Они перекрикивались, шум шторма вырывал целые слова и уносил, но Засядько наконец понял, что помпы пока что вычерпывают только попавшую в трюмы воду во время шторма. Течи пока что нет…

– Пусть и мои солдаты качают! – предложил он.

– Сами справимся! – ответил Баласанов уверенно.

– Если заняты работой, не так страшно! – прокричал Засядько.

Баласанов посмотрел на его бледное лицо, впервые улыбнулся. Вода стекала по его красивому мужественному лицу.

– А ты молодец. Сам не трусишь, и солдат думаешь как отвлечь… Ладно, пусть поработают. Пусть еще следят, чтобы не появилась течь. Чуть что, вели затыкать, хоть задницами.

– Сделаем! – крикнул Засядько. – Среди солдат треть бывших плотников…

– Не корабельных же, – засмеялся Баласанов.

Как он еще смеется, подумал Засядько с завистью. Без натуги, искренне, зубы блестят, как у акулы.

Ливень хлестал с такой силой, будто бил по лицу мокрыми веревками. И когда уже Засядько решил, что не желает больше мучиться, уходит в трюм, над самой головой раздался такой ужасающий треск, что невольно присел, мир весь озарился небывало белым светом, таким чистым и непрочным, каким был разве что до появления на свете человека.

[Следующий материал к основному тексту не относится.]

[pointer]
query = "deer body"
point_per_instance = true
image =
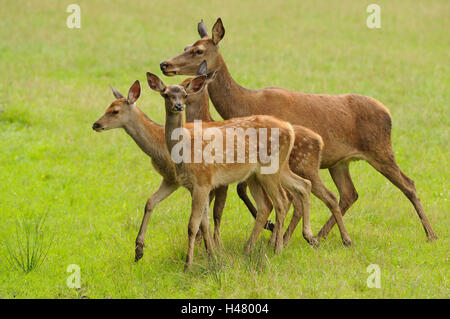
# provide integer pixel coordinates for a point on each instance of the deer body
(352, 126)
(304, 161)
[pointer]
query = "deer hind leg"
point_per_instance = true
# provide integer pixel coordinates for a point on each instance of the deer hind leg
(387, 166)
(164, 190)
(340, 174)
(301, 189)
(206, 231)
(199, 206)
(326, 196)
(199, 236)
(219, 204)
(264, 207)
(242, 192)
(276, 193)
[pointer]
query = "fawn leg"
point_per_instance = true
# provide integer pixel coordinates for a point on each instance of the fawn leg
(165, 189)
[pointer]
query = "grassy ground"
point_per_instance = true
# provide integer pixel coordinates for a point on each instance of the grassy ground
(93, 187)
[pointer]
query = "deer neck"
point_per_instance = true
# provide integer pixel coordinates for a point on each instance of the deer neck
(173, 122)
(227, 96)
(148, 135)
(199, 109)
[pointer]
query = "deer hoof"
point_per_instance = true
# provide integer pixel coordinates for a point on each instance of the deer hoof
(313, 241)
(139, 252)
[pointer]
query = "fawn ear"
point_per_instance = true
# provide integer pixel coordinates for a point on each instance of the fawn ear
(155, 83)
(218, 31)
(210, 77)
(202, 68)
(195, 85)
(116, 93)
(201, 28)
(134, 92)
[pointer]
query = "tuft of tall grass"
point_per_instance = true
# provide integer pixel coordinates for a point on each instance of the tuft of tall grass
(29, 246)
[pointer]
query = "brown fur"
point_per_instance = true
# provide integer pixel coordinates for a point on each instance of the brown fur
(352, 126)
(304, 161)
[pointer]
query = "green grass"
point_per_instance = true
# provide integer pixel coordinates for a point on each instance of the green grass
(54, 85)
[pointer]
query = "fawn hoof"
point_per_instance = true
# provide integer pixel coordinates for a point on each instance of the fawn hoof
(269, 226)
(138, 251)
(313, 241)
(347, 242)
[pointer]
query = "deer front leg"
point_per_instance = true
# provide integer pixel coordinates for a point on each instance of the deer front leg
(165, 189)
(219, 204)
(199, 202)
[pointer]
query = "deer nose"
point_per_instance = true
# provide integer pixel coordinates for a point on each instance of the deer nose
(163, 65)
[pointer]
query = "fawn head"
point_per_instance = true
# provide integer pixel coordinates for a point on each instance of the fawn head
(202, 70)
(119, 113)
(205, 49)
(175, 96)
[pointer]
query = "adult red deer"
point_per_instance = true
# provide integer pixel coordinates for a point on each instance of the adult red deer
(303, 161)
(352, 126)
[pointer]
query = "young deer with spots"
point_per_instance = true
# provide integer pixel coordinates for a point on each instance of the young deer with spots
(304, 161)
(352, 126)
(202, 177)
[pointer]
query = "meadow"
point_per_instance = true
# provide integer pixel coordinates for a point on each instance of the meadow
(92, 187)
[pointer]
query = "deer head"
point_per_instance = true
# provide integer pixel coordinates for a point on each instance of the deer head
(205, 49)
(119, 113)
(175, 96)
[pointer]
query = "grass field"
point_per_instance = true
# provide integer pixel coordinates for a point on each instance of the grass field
(93, 187)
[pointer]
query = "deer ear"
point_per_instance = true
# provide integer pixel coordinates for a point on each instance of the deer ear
(134, 92)
(218, 31)
(201, 28)
(116, 93)
(202, 68)
(195, 85)
(155, 83)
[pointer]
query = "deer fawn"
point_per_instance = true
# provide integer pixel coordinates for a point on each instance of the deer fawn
(149, 136)
(203, 176)
(304, 161)
(352, 126)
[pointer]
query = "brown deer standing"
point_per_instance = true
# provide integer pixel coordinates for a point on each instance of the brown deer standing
(303, 161)
(352, 126)
(149, 136)
(202, 177)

Оглушенный, он поднялся с корточек, если бы не веревки, смыло бы за борт, очумело мотал головой. Снова сверкнула молния, столь же ослепительная, оглушающе прогремел гром. Ливень набросился с утроенной яростью, ветер поднимал волны едва ли не вровень с мачтами, корабль швыряло так, что Засядько похолодел от мысли о неминуемой гибели.

И совсем неуместным был довольный голос Баласанова:

– Ага, обломали зубы!

– Кто? – не понял Засядько.

– Буря!.. Стихии!.. Это уже конец, понял?

– Понял, – ответил Засядько похолодевшими губами. – Нам конец…

Баласанов расхохотался, мокрый и похожий на полную сил большую морскую рыбу. Но буря в самом деле резко пошла на убыль, ливень оборвался, как отрезанный ножом, а ветер начал стихать.

– Теперь будем считать потери, – сказал Баласанов громко, но уже без крика, рев ветра утихал с каждым мгновением. – Это тоже была битва! Это вы, сухопутные, бьетесь только с неприятелем, а мы, моряки, еще и с морскими богами!